Biography
This page uses content from the Francisco Rabal biography page on the English version of Wikipedia and is licensed under the GNU Free Documentation License. This list of authors can be seen in the page history. Rotten Tomatoes disclaims any and all warranties as to the accuracy or reliability of the content.
Francisco Rabal (March 8 1926 - August 29 2001), perhaps better known as Paco Rabal, was a Spanish actor born in Águilas, a small town in the province of Murcia, Spain.
In 1936, the Spanish Civil War broke out. Rabal and his family left Murcia and moved to Madrid. Young Francisco had to work as a street salesboy and in a chocolate factory. When he was 13 years old, he left school to work as an electrician at Estudios Chamartín.
Rabal got some sporadic jobs as an extra. Dámaso Alonso and other people advised him to try his luck with a career in theater.
During the following years, he got some roles in theater companies such as Lope de Vega or María Guerrero. It was there that he met Asunción Balaguer; they married and remained together for life. Their daughter, Teresa Rabal, is also an actor.
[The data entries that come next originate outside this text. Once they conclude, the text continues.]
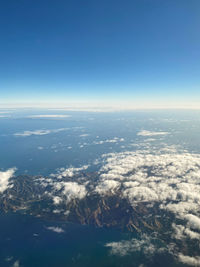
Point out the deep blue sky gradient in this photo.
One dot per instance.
(100, 49)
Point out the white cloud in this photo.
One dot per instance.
(73, 190)
(193, 261)
(114, 140)
(69, 172)
(4, 179)
(16, 264)
(84, 135)
(151, 133)
(125, 247)
(58, 230)
(107, 186)
(40, 132)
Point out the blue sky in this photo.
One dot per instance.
(140, 52)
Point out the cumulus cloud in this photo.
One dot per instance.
(151, 133)
(165, 178)
(193, 261)
(40, 132)
(58, 230)
(72, 190)
(5, 177)
(114, 140)
(69, 172)
(107, 186)
(125, 247)
(16, 264)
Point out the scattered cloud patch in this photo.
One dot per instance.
(151, 133)
(69, 172)
(114, 140)
(58, 230)
(4, 179)
(40, 132)
(125, 247)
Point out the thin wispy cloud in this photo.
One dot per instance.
(49, 116)
(40, 132)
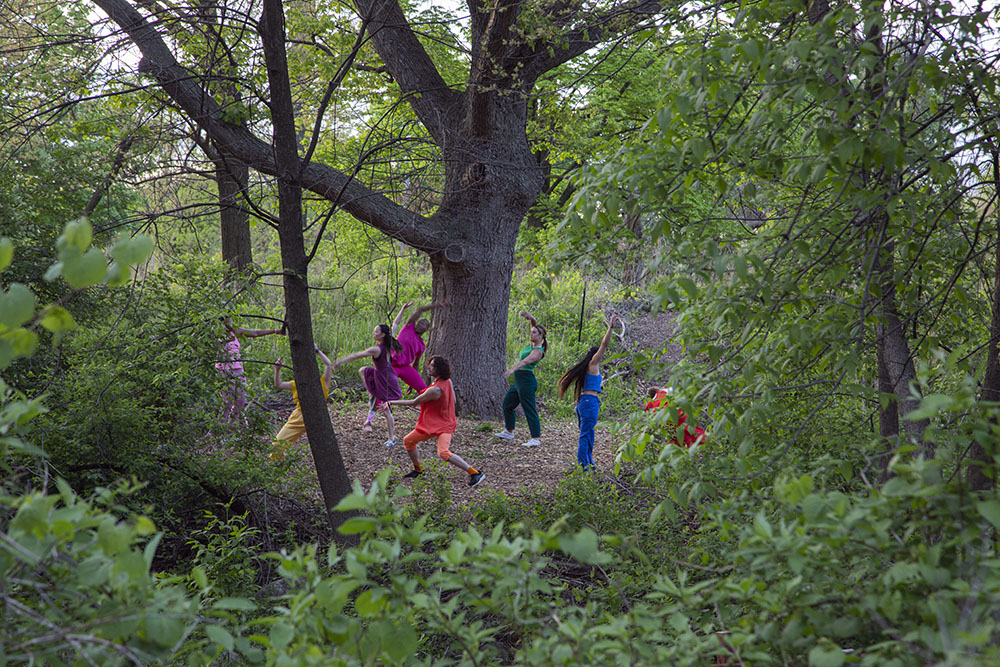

In 1947, Rabal got some regular jobs in theater. He used his full name, Francisco Rabal, as stage name. However, the people who knew him always called him Paco Rabal. (Paco is the familiar form for Francisco.) "Paco Rabal" became his unofficial stage name.
During the late 1940s, Rabal began acting in movies as an extra, but it was not until 1950 that he got some speaking roles in cinema. He only needed a few years to fully consolidate his career in this new medium, mainly thanks to Luis Buñuel and to his ease in roles as a beau or as a rogue.
William Friedkin thought of Rabal for the French villain of his 1971 movie The French Connection. However, he could not remember the name of "that Spanish actor". Mistakenly, his staff hired another Spanish actor, Fernando Rey. Friedkin discovered that Rabal did not speak English or French, so he decided to keep Rey.
It is widely considered that Rabal's best performances came after Francisco Franco's death on 1975. In the 1980s, Rabal starred in Los Santos Inocentes, in El Disputado Voto del Señor Cayo and also in the TV series Juncal. In the 1990s he played the character of Francisco Goya in Goya en Burdeos.
Francisco Rabal is the only Spanish actor to have received a honoris causa doctoral degree from the University of Murcia.
Rabal died in 2001 from compensatory dilating emphysema, while on a airplane travelling to Bordeaux.